Introduction to Bakery - Level 2

Summary

This course is suitable for anyone interested in an introduction to a career in the bakery industry. As well as learning key bakery skills, you will also acquire the additional knowledge necessary to work in a professional environment. For example, you will learn about food hygiene practices, team working and maintaining health and safety standards.

Working in the training kitchen at Bispham campus, you will become familiar with industry-standard equipment helping you to transition seamlessly into the world of work.

Next course dates

Start date Location Duration
02 Sep 2026
Bispham Campus
1 Year

Where can this subject lead?

Career progression

You could progress onto further study on the Level 2 Diploma in Professional Bakery or the Level 2 Certificate in Culinary Skills.

Career Options and Progression

You could progress onto further study on the Level 2 Diploma in Professional Bakery or the Level 2 Certificate in Culinary Skills

Key information

Entry Requirements

GCSE Maths and English at 2 and above, in addition to:

  • A successful interview with a tutor
  • The ability to study independently
  • A genuine interest in the subject
  • Good communication skills
  • Hardworking approach towards the industry 

All 16-18 year old applicants will be invited to attend an interview to meet a tutor and ask any questions they may have about the course.

Qualification obtained

Certificate in Food Industry Skills

Fees and funding

Courses for learners who are 16-18 years old at the start of their course and resident in the UK are fully funded. You may also be entitled to further financial help to support your studies depending on your personal circumstances. For more details of these, please visit our page on Finance Support for School Leavers

If you are not a UK resident, we will confirm whether funding is available when we process your application. If not, you may be liable for course fees.

Extra costs and equipment

All equipment, uniform and food items are supplied by B&FC on this course.

Regulation and Accreditation

Accrediting Institution: N/A

Awarding Body: City and Guilds

Regulatory Body: Ofsted

Terms and conditions

Read our full terms and conditions for more information.

What will I learn?

Essential skills: English and Maths

All school leavers at B&FC are encouraged to continue developing their English and maths skills as higher ability in both these subjects is linked to long-term career success and increased earning potential - irrespective of how well you performed at GCSE. If, however, you achieve a GCSE Grade 3 or less in either subject, you will also have the opportunity to work towards re-sitting these to enhance your paper-based qualifications. This won’t delay your career journey because you will be undertaking this programme of study at the same time as your chosen subject.

Industry placement, field trips and guest speakers

There are no placements or field trips scheduled for this programme.

How will I learn?

The course looks at the processes involved in becoming a baker and working as a bakery team.

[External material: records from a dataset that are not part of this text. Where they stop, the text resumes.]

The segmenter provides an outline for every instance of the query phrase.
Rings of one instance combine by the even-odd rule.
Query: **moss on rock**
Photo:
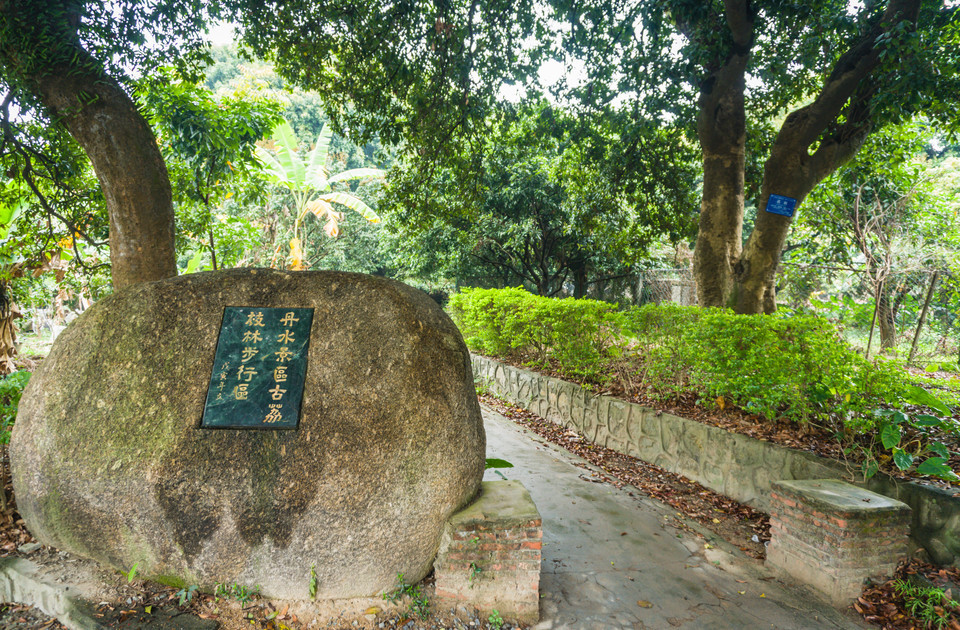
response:
[[[313,308],[299,429],[200,429],[225,306]],[[24,393],[14,484],[41,541],[142,575],[267,595],[375,595],[430,569],[477,491],[469,355],[427,296],[335,272],[130,287],[58,339]]]

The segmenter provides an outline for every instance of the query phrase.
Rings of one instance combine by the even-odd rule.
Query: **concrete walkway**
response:
[[[574,465],[584,460],[503,416],[484,408],[483,417],[487,457],[514,465],[501,472],[527,487],[543,517],[536,628],[871,627],[730,545],[671,526],[669,506],[585,481],[589,473]],[[485,476],[499,478],[494,470]]]

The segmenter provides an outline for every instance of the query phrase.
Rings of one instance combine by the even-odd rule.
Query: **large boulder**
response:
[[[226,306],[314,309],[297,429],[200,428]],[[263,269],[93,306],[33,375],[10,444],[20,513],[43,543],[291,599],[309,597],[311,570],[318,598],[422,578],[484,456],[469,354],[425,294]]]

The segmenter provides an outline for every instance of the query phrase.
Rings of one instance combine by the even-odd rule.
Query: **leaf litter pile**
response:
[[[766,514],[708,490],[682,475],[594,444],[575,431],[544,420],[502,399],[482,394],[480,400],[501,415],[582,457],[606,473],[598,474],[584,467],[585,474],[580,477],[585,481],[609,483],[617,488],[631,485],[697,521],[739,547],[746,555],[758,560],[765,557],[762,543],[770,539],[770,521]],[[680,523],[677,525],[682,526]],[[923,618],[920,609],[912,609],[909,599],[898,592],[897,580],[945,589],[944,602],[930,613],[940,615],[943,621]],[[853,607],[866,621],[883,630],[960,630],[960,604],[957,601],[960,601],[960,568],[937,567],[910,559],[900,565],[894,579],[865,588]]]
[[[918,604],[916,592],[902,585],[940,589],[941,595]],[[898,585],[900,588],[898,588]],[[892,580],[870,585],[853,604],[863,618],[883,630],[960,630],[960,568],[937,567],[916,560],[901,564]]]

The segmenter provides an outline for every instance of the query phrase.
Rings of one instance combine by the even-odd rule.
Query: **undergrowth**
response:
[[[449,309],[467,345],[487,356],[624,389],[652,400],[694,395],[704,406],[737,406],[767,421],[815,421],[863,474],[881,462],[951,481],[948,445],[960,424],[943,399],[902,363],[868,361],[836,326],[806,313],[737,315],[728,309],[647,304],[618,311],[594,300],[545,298],[520,288],[464,289]]]
[[[17,407],[30,372],[20,370],[0,378],[0,444],[10,443],[10,431],[17,419]]]

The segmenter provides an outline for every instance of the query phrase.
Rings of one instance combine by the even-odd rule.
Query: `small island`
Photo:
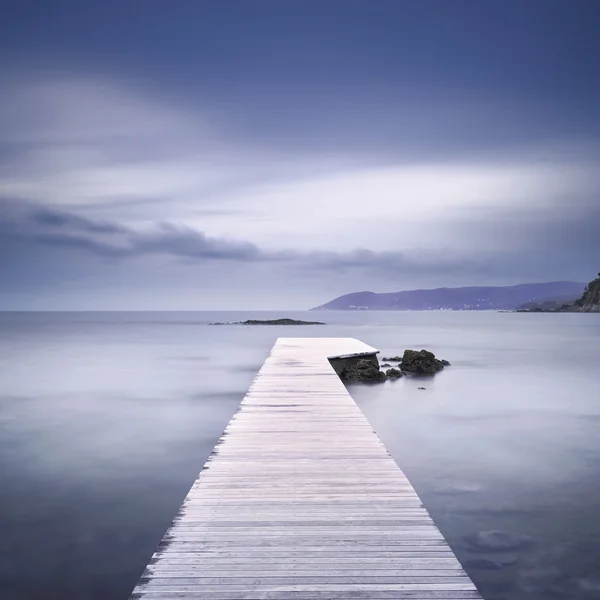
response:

You will undertake extensive practical assessments that cover a wide range of doughs, pastries, scones and cakes.

You will also cover key issues related to the food industries such as health and safety, food safety, bakery processes and skills.

Whilst there will be some theoretical aspects of baking taught on the course, the focus will mainly be on the practical application of skills as demonstrated by our industry-expert tutors.

You will have plenty of opportunity to practice these skills in our professional kitchens with tutors on hand to advise on techniques and processes.

Expert tutors

All tutors involved in the delivery of courses and apprenticeships within the College are approved to teach the subjects and modules they deliver.

Our recruitment process ensures that tutors delivering a given programme are suitably qualified and, where appropriate, possess relevant technical and industrial experience and a familiarity with professional practice. The aim of this is to enrich students’ learning experience, giving them an insight into what working in the industry is really like.

How will I be assessed?

Assessment Methods

Each unit consist of 80% practical assessments and 20% theoretical assignments, using a range of assessment methods including observations, product evidence, verbal and written questioning.

The theory assignments will test your theoretical knowledge of units using short answer questions.